Da die Bank nur durch die Spareinlagen anderer Kunden die Kreditvergaben finanzieren kann, ist es wichtig, dass vor der Bewilligung eines Kredites sichergestellt ist, dass nur Antragsteller mit ausreichender Bonität für die Vergabe eines Kredites in Frage kommen. Auf diese Weise soll die Zahl der ausfallenden Kredite minimiert werden.
Durch die Kreditwürdigkeitsprüfung überprüft die Bank den finanziellen Hintergrund des Kunden.
Wer ein geregeltes Einkommen nachweisen kann, und nicht durch negative Einträge in der Schufa oder öffentlichen Registern wie das Handeslregister aufgefallen ist, kann mit einer positiven Kreditentscheidung rechnen.

In den meisten Fällen erhält der Kreditnehmer das benötigte Kapital durch Gutschrift auf dem Girokonto und nur selten durch Barauszahlung.
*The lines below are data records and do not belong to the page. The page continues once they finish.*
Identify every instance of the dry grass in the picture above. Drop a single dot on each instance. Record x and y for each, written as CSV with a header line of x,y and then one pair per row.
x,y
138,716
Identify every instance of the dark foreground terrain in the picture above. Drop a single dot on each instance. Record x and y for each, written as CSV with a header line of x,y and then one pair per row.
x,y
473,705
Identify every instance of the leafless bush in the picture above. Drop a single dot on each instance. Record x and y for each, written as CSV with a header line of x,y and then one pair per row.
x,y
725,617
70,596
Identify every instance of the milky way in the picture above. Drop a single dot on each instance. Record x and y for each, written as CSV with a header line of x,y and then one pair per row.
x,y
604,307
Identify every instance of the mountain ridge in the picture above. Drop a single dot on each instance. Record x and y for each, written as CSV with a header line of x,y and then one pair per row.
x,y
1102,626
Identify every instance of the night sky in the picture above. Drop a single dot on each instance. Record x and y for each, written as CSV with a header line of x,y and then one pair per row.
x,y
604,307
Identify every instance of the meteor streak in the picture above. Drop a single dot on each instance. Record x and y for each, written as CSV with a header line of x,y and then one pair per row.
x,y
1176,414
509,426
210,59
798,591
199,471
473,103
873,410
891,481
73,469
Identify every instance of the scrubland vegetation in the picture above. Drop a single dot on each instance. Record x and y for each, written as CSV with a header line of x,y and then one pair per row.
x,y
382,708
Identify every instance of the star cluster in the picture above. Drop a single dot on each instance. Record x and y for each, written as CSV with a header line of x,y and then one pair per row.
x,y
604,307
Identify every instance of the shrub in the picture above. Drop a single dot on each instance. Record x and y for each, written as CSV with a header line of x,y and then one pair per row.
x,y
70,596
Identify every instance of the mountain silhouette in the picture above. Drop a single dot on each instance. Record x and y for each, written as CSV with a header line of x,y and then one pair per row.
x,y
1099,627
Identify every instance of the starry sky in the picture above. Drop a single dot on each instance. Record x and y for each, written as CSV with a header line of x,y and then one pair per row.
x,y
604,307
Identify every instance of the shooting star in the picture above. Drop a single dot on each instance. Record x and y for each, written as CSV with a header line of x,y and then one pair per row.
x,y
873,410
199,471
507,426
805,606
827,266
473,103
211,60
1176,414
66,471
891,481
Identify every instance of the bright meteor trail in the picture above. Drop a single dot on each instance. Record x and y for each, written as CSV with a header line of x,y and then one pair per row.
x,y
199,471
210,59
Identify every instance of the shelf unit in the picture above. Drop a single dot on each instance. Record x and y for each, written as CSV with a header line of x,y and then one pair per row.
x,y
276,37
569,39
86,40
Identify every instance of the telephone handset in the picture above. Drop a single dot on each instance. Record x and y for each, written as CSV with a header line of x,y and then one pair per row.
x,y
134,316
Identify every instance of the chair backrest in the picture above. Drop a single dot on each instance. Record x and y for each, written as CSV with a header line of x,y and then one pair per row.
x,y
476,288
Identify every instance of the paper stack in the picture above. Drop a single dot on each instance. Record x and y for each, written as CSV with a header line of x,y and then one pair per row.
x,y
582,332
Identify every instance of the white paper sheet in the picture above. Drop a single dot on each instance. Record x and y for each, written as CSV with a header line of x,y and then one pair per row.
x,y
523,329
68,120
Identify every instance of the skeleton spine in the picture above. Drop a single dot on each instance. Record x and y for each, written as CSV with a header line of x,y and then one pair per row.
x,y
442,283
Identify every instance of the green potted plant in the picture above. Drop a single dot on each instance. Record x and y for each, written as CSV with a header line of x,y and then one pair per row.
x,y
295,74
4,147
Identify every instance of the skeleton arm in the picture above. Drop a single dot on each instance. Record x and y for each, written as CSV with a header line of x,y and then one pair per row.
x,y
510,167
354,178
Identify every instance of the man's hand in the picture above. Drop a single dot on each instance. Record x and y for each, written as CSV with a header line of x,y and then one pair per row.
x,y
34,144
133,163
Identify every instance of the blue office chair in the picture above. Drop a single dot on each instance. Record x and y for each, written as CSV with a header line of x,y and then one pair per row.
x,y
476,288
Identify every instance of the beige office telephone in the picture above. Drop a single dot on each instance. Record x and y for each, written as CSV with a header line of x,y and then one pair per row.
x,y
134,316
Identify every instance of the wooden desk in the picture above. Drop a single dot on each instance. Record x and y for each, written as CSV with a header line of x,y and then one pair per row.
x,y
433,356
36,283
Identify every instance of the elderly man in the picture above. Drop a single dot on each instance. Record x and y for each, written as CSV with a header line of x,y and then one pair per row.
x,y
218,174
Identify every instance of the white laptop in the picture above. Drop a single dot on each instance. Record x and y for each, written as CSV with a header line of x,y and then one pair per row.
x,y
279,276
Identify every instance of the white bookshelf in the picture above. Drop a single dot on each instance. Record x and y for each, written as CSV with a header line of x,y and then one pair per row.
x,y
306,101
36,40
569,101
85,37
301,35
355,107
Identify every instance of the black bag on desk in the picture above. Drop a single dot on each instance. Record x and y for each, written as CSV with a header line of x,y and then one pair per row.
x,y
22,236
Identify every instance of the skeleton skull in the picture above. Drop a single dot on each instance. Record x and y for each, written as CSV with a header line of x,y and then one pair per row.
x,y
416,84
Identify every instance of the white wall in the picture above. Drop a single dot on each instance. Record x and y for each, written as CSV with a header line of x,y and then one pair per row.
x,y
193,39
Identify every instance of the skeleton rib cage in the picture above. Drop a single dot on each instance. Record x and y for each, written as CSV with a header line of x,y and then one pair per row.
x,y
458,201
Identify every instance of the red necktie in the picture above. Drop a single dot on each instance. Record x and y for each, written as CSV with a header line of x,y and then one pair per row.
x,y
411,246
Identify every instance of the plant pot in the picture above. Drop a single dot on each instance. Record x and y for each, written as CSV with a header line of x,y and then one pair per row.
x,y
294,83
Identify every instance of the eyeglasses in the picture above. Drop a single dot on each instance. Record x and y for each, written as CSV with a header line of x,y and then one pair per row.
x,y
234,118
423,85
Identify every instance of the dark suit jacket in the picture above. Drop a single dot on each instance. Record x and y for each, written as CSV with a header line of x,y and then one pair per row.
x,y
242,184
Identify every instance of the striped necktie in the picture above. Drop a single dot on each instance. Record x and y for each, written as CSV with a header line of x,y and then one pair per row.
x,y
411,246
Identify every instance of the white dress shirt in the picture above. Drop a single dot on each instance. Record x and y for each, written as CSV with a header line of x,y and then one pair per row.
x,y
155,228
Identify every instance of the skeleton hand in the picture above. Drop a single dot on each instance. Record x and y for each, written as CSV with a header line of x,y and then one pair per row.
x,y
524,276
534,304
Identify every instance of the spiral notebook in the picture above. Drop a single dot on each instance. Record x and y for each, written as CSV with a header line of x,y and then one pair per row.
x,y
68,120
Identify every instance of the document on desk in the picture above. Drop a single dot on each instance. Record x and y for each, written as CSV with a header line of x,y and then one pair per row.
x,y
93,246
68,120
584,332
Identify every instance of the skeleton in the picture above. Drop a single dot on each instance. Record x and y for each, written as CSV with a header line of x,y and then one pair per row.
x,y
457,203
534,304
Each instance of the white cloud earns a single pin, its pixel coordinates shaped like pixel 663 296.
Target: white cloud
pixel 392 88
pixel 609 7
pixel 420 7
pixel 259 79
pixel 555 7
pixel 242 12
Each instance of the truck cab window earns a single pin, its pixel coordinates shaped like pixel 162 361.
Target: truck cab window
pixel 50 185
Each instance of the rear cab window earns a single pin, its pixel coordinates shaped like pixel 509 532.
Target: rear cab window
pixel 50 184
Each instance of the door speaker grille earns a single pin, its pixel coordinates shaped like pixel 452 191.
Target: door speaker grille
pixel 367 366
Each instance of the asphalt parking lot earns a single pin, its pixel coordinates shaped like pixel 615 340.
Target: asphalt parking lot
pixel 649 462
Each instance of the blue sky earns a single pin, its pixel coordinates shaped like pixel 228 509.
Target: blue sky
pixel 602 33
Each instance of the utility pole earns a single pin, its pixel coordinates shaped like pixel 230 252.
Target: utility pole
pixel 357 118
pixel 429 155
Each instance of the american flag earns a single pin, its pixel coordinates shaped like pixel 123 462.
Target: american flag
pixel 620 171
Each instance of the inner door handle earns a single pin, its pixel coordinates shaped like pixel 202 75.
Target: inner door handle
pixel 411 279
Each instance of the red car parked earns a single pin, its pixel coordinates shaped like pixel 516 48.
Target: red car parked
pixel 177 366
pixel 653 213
Als Grundlage der Kreditvergabe wird ein Vertrag zwischen der Bank und dem Kreditnehmer geschlossen, der die Pflichten beider Parteien zum Inhalt hat. Hierzu zählt z.B. die Art der Kredittilgung, wobei zwischen monatlichen Ratenzahlungen und einer endfälligen Rückzahlung entschieden werden kann.